The Orange County Board of Supervisors this week approved a ballot measure that would require voters to approve any future increases in public employee pensions.

The charter amendment will go on the Nov. 4 ballot. The measure requires a simple majority to pass.

If approved, the measure would require the Orange County Employee Retirement System to prepare an actuarial study of the cost of the proposed benefit increase and require that voters approve any pension increases other than cost of living adjustments. The amendment was sponsored by Supervisor John Moorlach.

San Francisco’s charter includes a provision requiring voter approval of pension increases, and the measure is widely credited with keeping the city from running up large unfunded pension liabilities. Its pension fund is actuarially fully funded.

Voters in San Diego, where city officials hid a $1 billion-plus pension liability from voters and investors until a pension scandal broke in late 2003, approved a similar charter amendment in 2006. 

Orange County has an accrued unfunded pension liability of $2.7 billion, according to its 2007 comprehensive annual financial report. The county board dramatically increased police pension benefits in 2001, and the county sued earlier this year to revoke the retroactive benefits. It renegotiated its employee retiree health benefits in 2006, slashing its unfunded liability to about $400 million from $1.4 billion.

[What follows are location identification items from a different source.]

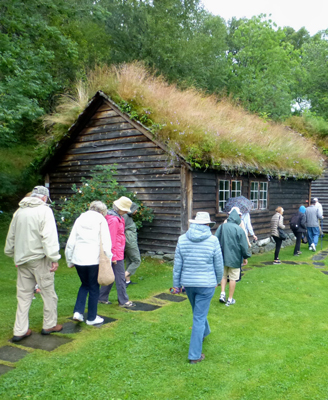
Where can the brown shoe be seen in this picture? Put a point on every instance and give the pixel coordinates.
(199, 360)
(56, 328)
(19, 338)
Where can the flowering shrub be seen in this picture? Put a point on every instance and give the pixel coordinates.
(101, 186)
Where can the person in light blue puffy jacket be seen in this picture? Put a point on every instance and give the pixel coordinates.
(198, 266)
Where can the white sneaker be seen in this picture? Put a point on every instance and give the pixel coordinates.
(78, 317)
(96, 321)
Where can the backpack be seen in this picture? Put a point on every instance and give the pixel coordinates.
(294, 223)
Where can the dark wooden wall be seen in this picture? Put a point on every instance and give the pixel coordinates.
(289, 194)
(319, 189)
(142, 167)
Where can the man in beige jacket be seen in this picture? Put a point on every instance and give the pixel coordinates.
(32, 241)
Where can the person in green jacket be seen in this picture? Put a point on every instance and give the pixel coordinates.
(234, 248)
(131, 251)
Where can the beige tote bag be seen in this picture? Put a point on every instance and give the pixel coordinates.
(105, 274)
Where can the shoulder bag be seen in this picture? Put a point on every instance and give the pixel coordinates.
(105, 274)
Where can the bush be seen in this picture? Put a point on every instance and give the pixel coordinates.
(101, 186)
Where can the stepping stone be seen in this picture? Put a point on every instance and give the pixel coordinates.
(44, 342)
(71, 327)
(12, 354)
(5, 368)
(171, 297)
(78, 325)
(143, 307)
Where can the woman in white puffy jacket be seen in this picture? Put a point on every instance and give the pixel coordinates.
(82, 251)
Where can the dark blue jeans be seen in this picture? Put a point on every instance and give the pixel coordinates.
(200, 300)
(89, 278)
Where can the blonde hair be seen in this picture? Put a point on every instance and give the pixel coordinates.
(98, 206)
(280, 210)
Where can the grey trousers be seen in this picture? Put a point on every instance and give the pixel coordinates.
(28, 274)
(119, 273)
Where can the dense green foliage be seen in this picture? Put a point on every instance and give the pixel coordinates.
(101, 186)
(46, 45)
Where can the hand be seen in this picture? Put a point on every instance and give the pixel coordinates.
(54, 267)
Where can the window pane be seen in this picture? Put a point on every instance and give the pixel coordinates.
(255, 194)
(263, 195)
(235, 188)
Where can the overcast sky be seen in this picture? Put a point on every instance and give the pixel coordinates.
(295, 13)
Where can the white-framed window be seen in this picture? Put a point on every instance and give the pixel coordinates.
(224, 193)
(259, 195)
(263, 203)
(227, 189)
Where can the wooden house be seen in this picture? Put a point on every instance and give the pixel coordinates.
(163, 181)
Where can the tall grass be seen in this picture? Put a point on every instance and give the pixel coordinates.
(207, 131)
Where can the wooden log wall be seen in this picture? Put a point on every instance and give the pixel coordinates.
(289, 194)
(142, 167)
(319, 189)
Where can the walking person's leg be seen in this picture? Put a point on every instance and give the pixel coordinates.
(202, 300)
(119, 273)
(297, 248)
(310, 237)
(105, 290)
(278, 247)
(316, 234)
(82, 294)
(46, 282)
(25, 292)
(133, 259)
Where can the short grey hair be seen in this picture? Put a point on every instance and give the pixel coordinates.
(98, 206)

Moody’s Investors Service this week affirmed the county’s Aa2 issuer credit rating, and Fitch Ratings affirmed its AA-minus on the county’s long-term lease revenue, fiscal recovery and pension debt. Standard & Poor’s upgraded the county’s issuer credit rating to AA-minus last year after Orange County addressed its retiree health liability. It affirmed the rating this week.

The county is preparing to issue $80 million of tax and revenue anticipation notes on Aug. 21.

Orange County declared the largest municipal bankruptcy in U.S. history in 1994 and still has $106.8 million of recovery bonds outstanding. It will extinguish the debt in 2017.